LapF, the second largest Pseudomonas putida protein, contributes to plant root colonization and determines biofilm architecture.

We have investigated the role of LapF, one of the two largest proteins encoded in the genome of Pseudomonas putida KT2440, in bacterial colonization of solid surfaces. LapF is 6310 amino acids long, and is localized on the cell surface. The C-terminal region of the protein is essential for its secretion, which presumably requires the ABC transporter encoded by an operon (lapHIJ) adjacent to the lapF gene. Although the initial attachment stages are not different between the wild type and a lapF mutant, microcolony formation and subsequent development of a mature biofilm is impaired in the mutant.
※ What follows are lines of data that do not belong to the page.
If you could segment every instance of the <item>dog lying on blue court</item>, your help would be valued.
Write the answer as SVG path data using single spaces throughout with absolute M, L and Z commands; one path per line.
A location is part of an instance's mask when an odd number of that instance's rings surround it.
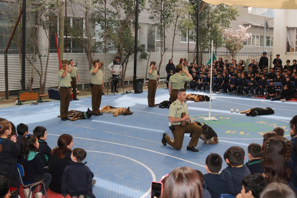
M 71 110 L 68 112 L 68 117 L 72 117 L 70 119 L 71 121 L 75 121 L 80 119 L 89 119 L 93 115 L 93 112 L 88 108 L 86 111 L 81 111 L 78 110 Z M 61 116 L 58 116 L 60 118 Z
M 131 115 L 133 113 L 131 112 L 130 110 L 130 107 L 127 109 L 123 107 L 114 107 L 108 105 L 103 107 L 100 110 L 101 113 L 109 113 L 113 114 L 113 116 L 118 116 L 119 115 Z
M 270 115 L 274 113 L 274 110 L 270 107 L 252 108 L 246 111 L 242 111 L 241 113 L 246 113 L 247 116 L 256 116 L 262 115 Z
M 191 124 L 197 124 L 202 128 L 202 133 L 200 135 L 200 138 L 203 140 L 206 144 L 215 144 L 219 142 L 218 135 L 211 127 L 204 122 L 196 121 L 190 121 L 189 123 Z M 190 134 L 190 137 L 192 137 L 191 135 Z

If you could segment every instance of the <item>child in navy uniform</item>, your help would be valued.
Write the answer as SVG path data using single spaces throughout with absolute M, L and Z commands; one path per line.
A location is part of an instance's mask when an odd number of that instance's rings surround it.
M 70 165 L 65 168 L 62 179 L 62 194 L 67 198 L 68 193 L 73 197 L 84 195 L 87 198 L 95 198 L 93 194 L 92 185 L 94 175 L 86 165 L 86 162 L 82 162 L 87 156 L 86 151 L 77 148 L 72 151 Z
M 241 184 L 241 193 L 236 197 L 258 198 L 268 182 L 260 174 L 252 173 L 244 177 Z
M 22 139 L 25 135 L 28 134 L 29 128 L 26 125 L 23 123 L 19 124 L 17 126 L 17 132 L 18 137 L 17 137 L 17 145 L 20 150 L 20 144 L 22 143 Z
M 52 150 L 45 142 L 48 137 L 46 129 L 42 126 L 36 126 L 33 130 L 33 134 L 37 137 L 39 143 L 39 148 L 42 162 L 45 166 L 48 166 L 48 159 L 50 156 Z
M 242 179 L 251 173 L 248 168 L 243 164 L 244 150 L 239 146 L 232 146 L 225 152 L 224 157 L 229 166 L 222 172 L 227 183 L 228 192 L 235 195 L 240 192 Z
M 219 198 L 221 194 L 228 194 L 227 184 L 224 174 L 220 173 L 222 160 L 216 153 L 209 154 L 205 160 L 207 174 L 204 175 L 203 187 L 208 190 L 212 198 Z
M 245 165 L 251 173 L 262 173 L 263 172 L 262 162 L 262 148 L 260 144 L 257 143 L 250 144 L 247 147 L 249 161 Z

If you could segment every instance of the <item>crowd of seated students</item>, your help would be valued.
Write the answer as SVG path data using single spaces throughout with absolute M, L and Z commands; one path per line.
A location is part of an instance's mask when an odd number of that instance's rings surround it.
M 44 187 L 42 185 L 39 192 L 32 188 L 36 198 L 43 197 L 49 187 L 62 194 L 64 198 L 68 197 L 67 194 L 72 198 L 95 197 L 92 193 L 92 186 L 96 183 L 93 179 L 94 174 L 86 165 L 86 162 L 82 162 L 86 153 L 82 148 L 71 150 L 72 137 L 68 134 L 60 136 L 57 146 L 52 150 L 46 141 L 47 134 L 45 127 L 36 127 L 33 134 L 29 133 L 27 125 L 21 123 L 18 125 L 17 132 L 12 123 L 0 118 L 1 188 L 8 185 L 15 188 L 19 194 L 20 183 L 16 166 L 18 163 L 23 168 L 22 179 L 24 182 L 44 182 Z M 2 186 L 1 182 L 7 184 Z M 23 190 L 26 198 L 29 188 Z M 9 189 L 1 189 L 0 192 L 1 198 L 10 197 Z
M 290 125 L 290 140 L 283 137 L 283 129 L 275 128 L 264 134 L 262 145 L 249 145 L 245 163 L 244 149 L 233 146 L 224 154 L 228 166 L 222 170 L 223 160 L 216 153 L 206 157 L 207 173 L 204 175 L 188 167 L 176 168 L 162 177 L 161 198 L 219 198 L 224 194 L 237 198 L 296 198 L 297 115 Z
M 295 83 L 297 79 L 297 61 L 293 60 L 293 64 L 290 65 L 291 61 L 287 60 L 286 64 L 283 66 L 282 62 L 278 54 L 273 62 L 273 65 L 268 69 L 268 60 L 265 52 L 259 65 L 255 59 L 248 65 L 245 65 L 242 60 L 240 60 L 238 64 L 233 59 L 229 63 L 227 60 L 223 62 L 220 58 L 218 61 L 213 61 L 212 74 L 210 76 L 209 73 L 211 70 L 208 65 L 205 67 L 203 64 L 200 67 L 195 64 L 187 64 L 189 72 L 193 77 L 193 80 L 189 83 L 189 88 L 201 91 L 203 88 L 203 91 L 205 91 L 212 76 L 216 77 L 212 80 L 212 93 L 218 94 L 222 91 L 232 94 L 236 91 L 237 95 L 240 96 L 247 96 L 250 93 L 252 97 L 264 97 L 266 94 L 266 99 L 283 102 L 293 99 L 297 92 L 297 85 Z M 167 81 L 169 82 L 170 76 L 174 73 L 172 71 L 168 74 Z M 273 86 L 276 84 L 274 83 L 281 83 Z

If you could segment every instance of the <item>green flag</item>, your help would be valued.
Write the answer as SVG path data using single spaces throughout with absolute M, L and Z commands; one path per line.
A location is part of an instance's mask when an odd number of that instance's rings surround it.
M 212 52 L 212 61 L 213 61 L 215 60 L 217 60 L 217 57 L 216 57 L 216 55 L 214 54 L 214 53 L 213 52 Z M 211 57 L 209 57 L 209 60 L 208 61 L 208 62 L 206 64 L 207 65 L 209 65 L 211 62 Z

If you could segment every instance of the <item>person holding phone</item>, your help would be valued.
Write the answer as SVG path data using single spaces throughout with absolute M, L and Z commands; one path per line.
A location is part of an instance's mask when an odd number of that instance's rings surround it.
M 169 121 L 174 126 L 174 130 L 173 131 L 172 129 L 171 132 L 174 139 L 170 138 L 167 133 L 165 133 L 163 134 L 162 142 L 165 146 L 168 143 L 176 150 L 180 150 L 183 145 L 184 134 L 191 133 L 192 137 L 187 150 L 198 152 L 199 151 L 195 147 L 197 146 L 199 137 L 202 132 L 202 129 L 197 124 L 186 123 L 190 120 L 188 106 L 184 102 L 186 97 L 186 90 L 184 89 L 178 90 L 177 99 L 170 105 L 168 115 Z M 185 115 L 183 117 L 183 114 L 185 114 Z

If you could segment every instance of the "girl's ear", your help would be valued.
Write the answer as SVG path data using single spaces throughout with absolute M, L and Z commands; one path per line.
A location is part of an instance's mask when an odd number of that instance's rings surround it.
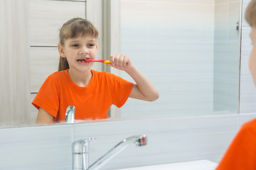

This is consistent with the expression pattern of lapF; activation of its promoter takes place at late stages of growth and is regulated by the alternative sigma factor RpoS. A lapF mutant is also affected in individual and competitive plant root colonization. In these assays, mixed microcolonies formed by cells of both the wild-type and the mutant strains could be observed but microcolonies of the mutant alone were not found. These data and the localization of the protein at discrete spots in areas of contact between cells in biofilms suggest that LapF determines the establishment of cell-cell interactions during sessile growth.